HDFS vs Apache Cassandra
Developers should learn and use HDFS when building big data applications that require storing and processing petabytes of data, such as in data lakes, log analysis, or machine learning pipelines meets developers should learn and use apache cassandra when building applications that demand high write throughput, fault tolerance, and global scalability, such as iot platforms, real-time analytics, messaging systems, and recommendation engines.

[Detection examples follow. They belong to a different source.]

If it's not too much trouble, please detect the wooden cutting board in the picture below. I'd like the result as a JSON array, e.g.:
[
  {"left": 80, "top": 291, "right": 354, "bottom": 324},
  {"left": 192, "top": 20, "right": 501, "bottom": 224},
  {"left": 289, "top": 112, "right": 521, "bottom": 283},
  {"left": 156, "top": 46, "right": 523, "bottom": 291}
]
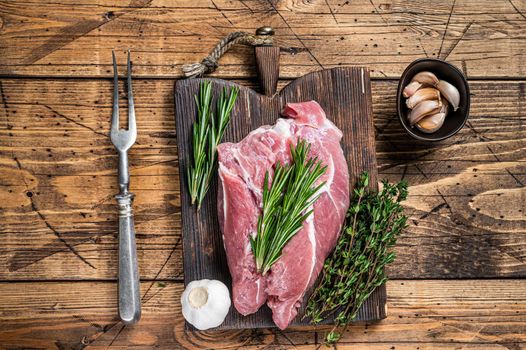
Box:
[{"left": 175, "top": 47, "right": 386, "bottom": 329}]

Here's our take.
HDFS
Developers should learn and use HDFS when building big data applications that require storing and processing petabytes of data, such as in data lakes, log analysis, or machine learning pipelines
HDFS
Nice PickDevelopers should learn and use HDFS when building big data applications that require storing and processing petabytes of data, such as in data lakes, log analysis, or machine learning pipelines
Pros
- +It is particularly valuable in scenarios involving massive, sequential reads and writes, as it provides reliability through replication and scalability by adding more nodes to the cluster
- +Related to: apache-hadoop, apache-spark
Cons
- -Specific tradeoffs depend on your use case
Apache Cassandra
Developers should learn and use Apache Cassandra when building applications that demand high write throughput, fault tolerance, and global scalability, such as IoT platforms, real-time analytics, messaging systems, and recommendation engines
Pros
- +It is ideal for scenarios where data is time-series or event-driven, and when strong consistency can be traded for eventual consistency to achieve better performance and availability
- +Related to: nosql, distributed-systems
Cons
- -Specific tradeoffs depend on your use case
The Verdict
These tools serve different purposes. HDFS is a platform while Apache Cassandra is a database. We picked HDFS based on overall popularity, but your choice depends on what you're building.
Based on overall popularity. HDFS is more widely used, but Apache Cassandra excels in its own space.